A law firm is set to issue more than 30 cases against Liberty Sipp in what it believes is the largest number of claims issued against the provider to date.

Anthony Philip James & Co alleges the Sipp provider is responsible for the misselling of Sipps between 2011 and 2013.

It says it has up to 700 investors who allege they have suffered significant losses as a result of unregulated pension investments through the provider.

According to the firm claimants’ pensions were invested by Liberty Sipp into a range of schemes, including Ethical Forestry and Global, following lead generation from an unregulated introducer that is now the subject of a criminal investigation by the Serious Fraud Office.

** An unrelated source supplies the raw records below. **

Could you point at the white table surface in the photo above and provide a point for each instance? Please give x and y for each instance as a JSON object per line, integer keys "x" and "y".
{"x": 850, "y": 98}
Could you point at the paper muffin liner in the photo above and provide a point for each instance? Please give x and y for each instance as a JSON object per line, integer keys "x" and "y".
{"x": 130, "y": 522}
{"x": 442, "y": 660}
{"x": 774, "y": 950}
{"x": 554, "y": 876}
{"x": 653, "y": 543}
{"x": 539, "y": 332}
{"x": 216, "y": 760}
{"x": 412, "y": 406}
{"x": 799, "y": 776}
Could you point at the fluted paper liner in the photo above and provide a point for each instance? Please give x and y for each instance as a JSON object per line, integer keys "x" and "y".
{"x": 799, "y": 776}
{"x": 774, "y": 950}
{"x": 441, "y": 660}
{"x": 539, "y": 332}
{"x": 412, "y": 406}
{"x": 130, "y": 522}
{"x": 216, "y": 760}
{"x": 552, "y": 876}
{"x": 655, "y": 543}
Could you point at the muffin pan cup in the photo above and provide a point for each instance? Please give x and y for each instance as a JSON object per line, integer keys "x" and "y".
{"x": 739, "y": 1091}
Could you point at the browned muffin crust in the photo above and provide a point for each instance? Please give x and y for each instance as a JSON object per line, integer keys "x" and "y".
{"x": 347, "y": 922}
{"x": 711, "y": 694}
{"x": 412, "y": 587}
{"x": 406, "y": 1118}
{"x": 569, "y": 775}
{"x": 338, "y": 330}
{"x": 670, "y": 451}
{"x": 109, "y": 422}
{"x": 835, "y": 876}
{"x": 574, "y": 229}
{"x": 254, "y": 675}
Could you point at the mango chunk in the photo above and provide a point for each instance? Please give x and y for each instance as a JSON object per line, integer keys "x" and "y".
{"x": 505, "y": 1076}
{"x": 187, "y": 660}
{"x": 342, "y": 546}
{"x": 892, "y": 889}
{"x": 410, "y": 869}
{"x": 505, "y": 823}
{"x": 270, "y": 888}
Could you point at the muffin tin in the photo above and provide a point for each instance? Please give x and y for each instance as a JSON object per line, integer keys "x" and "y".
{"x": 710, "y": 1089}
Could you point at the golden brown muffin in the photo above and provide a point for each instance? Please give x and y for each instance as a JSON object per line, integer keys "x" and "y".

APJ solicitor Glyn Taylor says: “Liberty Sipp has frequently argued that only a small proportion of legacy investors have lost money through unregulated Sipp investments, however from the cases we have on our books at the moment, we estimate that as many as 10 percent of Liberty’s investors have been affected and we believe there could be many more.”

He adds: “Through this action we hope to establish that Liberty Sipp acted unlawfully when it received introductions from an unregulated introducer and by accepting high risk, speculative, risky and illiquid investments, Liberty Sipp breached their obligation to act honestly, fairly and professionally in accordance with the best interest of their customers as set out by the FCA conduct of business rules.”

Earlier this month, Money Marketing reported another group of investors is taking action against Liberty Sipp over allegations it was responsible for losses incurred from risky investments.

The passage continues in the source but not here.